New York Law School, one of the oldest independent law schools in the United States, was founded in 1891 by the faculty, students, and alumni of Columbia College Law School led by their founding dean, Theodore Dwight, a major figure in the history of legal education. In 1904, the Law School established one of the nation's first evening divisions to provide those in the workforce, or with family obligations, a flexible alternative to full-time legal studies.
From its inception, New York Law School's lower Manhattan location, in the midst of the country's largest concentration of government agencies, courts, law firms, banks, corporate headquarters, and securities exchanges, has made immersion in the legal life of a great city an essential part of the School's identity and curriculum.
The Law School offers the course of study leading to the J.D. degree through full-time day and part-time evening divisions. In 2003, the Law School began offering the Master of Laws (LL.M.) in Taxation, becoming one of the only law schools in the New York City area to offer this advanced training to tax attorneys. In 2009, the School also began offering an LL.M. in Real Estate and an LL.M. in Financial Services Law, as well as a Master of Arts (M.A.) in Mental Disability Law Studies. In 2012, the Law School will begin offering the LL.M. in American Business Law.
New York Law School's continued vitality springs from the Faculty's active commitment first to legal education and scholarship, but also to the profession; from the talent and energy of its students and alumni; and from a curriculum that infuses theoretical analysis with the strategic and ethical questions that make the practice of law an unending challenge.
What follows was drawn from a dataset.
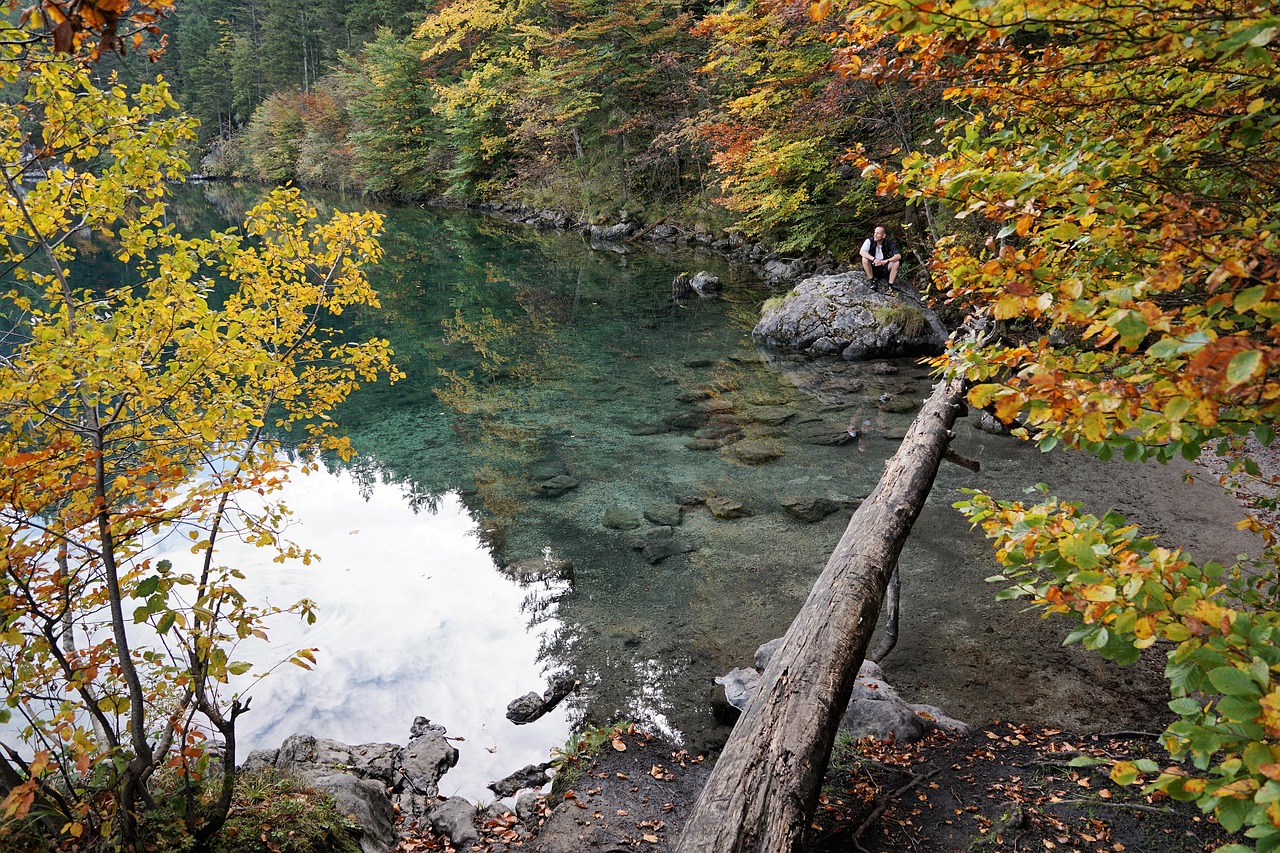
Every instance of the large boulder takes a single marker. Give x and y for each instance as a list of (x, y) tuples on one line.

A full-time faculty of approximately 94 men and women is joined by a first-rate adjunct faculty, consisting of attorneys, judges, and other public officials who offer many elective courses each year in the various fields of their expertise. Approximately 1,765 J.D. students, most of them entering right after college, study at the Law School. In the Evening Division, many of the students have established careers in other fields. New York Law School students are 54 percent women, and 33 percent self-identified minority (in the entering class of 2011). The students' rich diversity of life experiences makes it possible to find easily among them those who are the first to pursue a graduate education as well those who are the second or third generation in their families to do so.
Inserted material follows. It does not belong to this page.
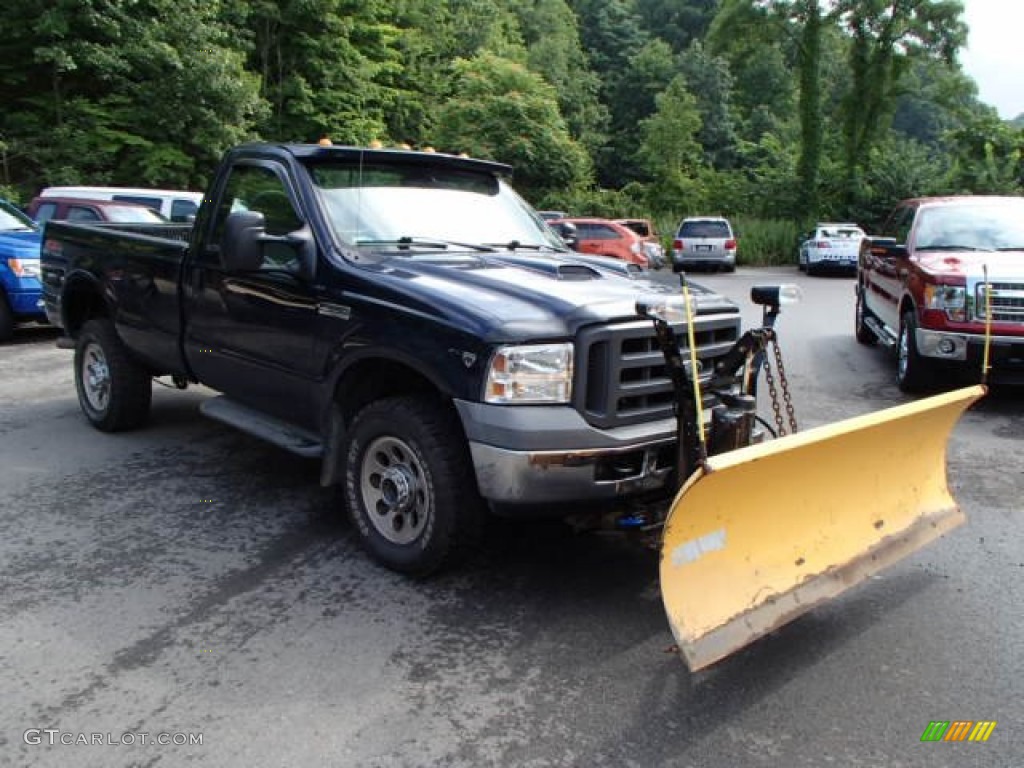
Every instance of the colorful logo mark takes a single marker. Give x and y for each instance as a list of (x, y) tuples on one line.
[(958, 730)]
The Law School's curriculum is distinguished by its systematic effort to integrate the study of theory and practice and to include the perspectives of legal practitioners. The Law School's unique skills-based curriculum offers clinics, simulation courses, externships, project-based learning courses, and a new first-year Legal Practice program to carry out that goal. Further, to that end, the faculty established nine academic centers which provide specialized study and offer prime opportunity for exchange between the students and expert practitioners:
Today, the nine academic centers engage many of our students in advanced research through the John Marshall Harlan Scholars Program, a rigorous academic honors program designed for students with the strongest academic credentials. Harlan Scholars have the opportunity, through affiliation with one of the academic centers, to focus on a particular field of study, gaining depth and substantive expertise beyond the broad understanding of the law that is gained in the J.D. program.